Ce livre est un régal. Il montre bien des ridicules et des censures pour les méprisant et indiquer comment les éviter ou s'en détourner. Swift est là le diacre affranchi qui fait de la satire un devoir auatnt face aux gens de loi, aux astrologues etc. dans ces pamphlets carnavalesques qui dynamitent toute bien pensances.

Ceux qui se disent clairvoyants restent pour lui souvent des aveugles-nés et des tonneaux d'autant plus sonores qu'ils sont vides. La folie reste leur sagesse mais ils veulent qu'on obéissent à leur ordre. Swift ne s'en laisse pas contenter et le prouve.

Jean-Paul Gavard-Perret
Philosophie narquoie et satirique 8 étoiles

Quel plaisir de retourner en Irlande, une de mes destinations littéraires privilégiées, et de plus pour y découvrir l’un de ses plus grands écrivains, l’un des pères de cette merveilleuse littérature : Jonathan Swift, dans un recueil de textes concocté par Les Editions Louise Bottu. Ce recueil comporte cinq textes dont le premier lui donne son nom, en fait son titre est beaucoup plus long que celui du recueil, il explicite presque complètement le contenu du texte : « Modeste proposition pour empêcher les enfants des pauvres en Irlande d’être à la charge de leurs parents et de leur pays et pour les rendre utiles au public ». Cette proposition qui se veut modeste paraitra certainement particulièrement sordide, ignoble et abominable à nombre de lecteurs mais Jonathan Swift a seulement voulu, à travers cette infâme parodie, narguer les mesures prises par les gouvernants qu’ils soient irlandais ou anglais pour faire face à la désastreuse famine qui a anéantissait la population de l’ile à cette époque, un siècle avant celle qui fit un million de morts. Jonathan Swift déverse un torrent d’ironie pour narguer ses mesures absconses et totalement inefficaces. Ces mesures auraient aussi l’avantage, selon l’auteur, de réduire le nombre de papistes, lui étant bien évidemment protestant.

Le deuxième texte du recueil, Méditation sur un balai, a été écrit par Swift à l’époque où il était chapelain et faisait la lecture à la comtesse dont il dépendait. Il s’ennuyait fort des médiocres lectures qu’elle lui demandait de lire, aussi décida-t-il un jour d’écrire un texte narquois évoquant la médiation d’un balai. Il inséra le texte dans le livre de la comtesse et lui en fit la lecture. Elle le trouva fort spirituel et s’en ouvrit à des amis qui lui révélèrent l’origine de ce texte. Ce fut la dernière lecture que son chapelain lui fit.

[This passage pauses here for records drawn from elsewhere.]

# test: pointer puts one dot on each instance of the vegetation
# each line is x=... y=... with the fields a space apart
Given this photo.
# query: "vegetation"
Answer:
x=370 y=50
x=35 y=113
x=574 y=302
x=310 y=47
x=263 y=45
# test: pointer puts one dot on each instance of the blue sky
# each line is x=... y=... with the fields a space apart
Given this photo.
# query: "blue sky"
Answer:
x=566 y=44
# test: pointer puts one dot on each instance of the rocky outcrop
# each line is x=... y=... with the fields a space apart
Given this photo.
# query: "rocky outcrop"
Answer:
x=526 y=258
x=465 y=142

Le troisième texte, Irréfutable essai sur les facultés de l’âme, concerne ce qu’il voudrait que l’on considère comme le « plus grand effort de (son) génie », un ensemble de pensées nouvelles, inédites, pour remettre en cause les platitudes habituelles et les discours convenus. J’aurais tendance à y voir une certaine influence des philosophes ayant éclairé le XVIII° siècle.

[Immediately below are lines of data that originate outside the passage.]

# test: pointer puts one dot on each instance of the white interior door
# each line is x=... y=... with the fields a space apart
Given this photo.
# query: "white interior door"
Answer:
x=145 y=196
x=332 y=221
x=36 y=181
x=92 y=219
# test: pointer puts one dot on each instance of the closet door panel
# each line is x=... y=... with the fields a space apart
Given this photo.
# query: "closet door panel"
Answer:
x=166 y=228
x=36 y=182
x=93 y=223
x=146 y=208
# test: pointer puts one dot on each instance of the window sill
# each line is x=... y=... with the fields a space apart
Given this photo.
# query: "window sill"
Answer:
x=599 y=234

Le texte suivant, Pensées sur divers sujets moraux & sujets divertissants, résulte d’un accord entre Swift et Pope pour s’échanger des réflexions quotidiennes sur tous le sujets qui pourraient leur venir à l’esprit. Ce texte ne comporte que celles que Swift a écrit : des réflexions, des recommandations, des maximes, des aphorismes qui pourraient figurer dans les meilleurs recueils, des textes pleins de bon sens, souvent drôles et digne de la morale prônée par Jean de La Fontaine dont il connaissait peut-être l’œuvre. J’ai relevé cette réflexions frappées du coin du bon sens, elle ferait un bel aphorisme : « Tout le monde désire vivre longtemps, mais personne ne voudrait être vieux ».

Enfin, pour conclure ce recueil, l’éditeur a choisi de placer ici Résolutions pour l’époque où je deviendrai vieux, comme l’indique le titre un ensemble de bonnes résolutions, ironiques bien sûr, que l’auteur veut prendre avant de devenir trop vieux pour songer à les prendre. La première pourrait être encore très actuelle : « Ne point épouser une jeune femme », elle pourrait servir à des vieux pas toujours beaux mais presque toujours ridicules qui s’affichent avec des femmes encore adolescentes ou du moins en ayant l’allure.

J’ai beaucoup aimé l’esprit narquois, moqueur, sarcastique de Jonathan Swift pour proférer avec beaucoup d’humour, parfois noir, des vérités tellement évidentes et si pertinentes. On peut l’inscrire lui aussi dans le cercle des lumières qui illumina le XVIII° siècle. Et, comme la plupart des auteurs irlandais, il possède l’art d’écrire avec finesse et élégance même pour dire les choses les plus cruelles et les plus sombres.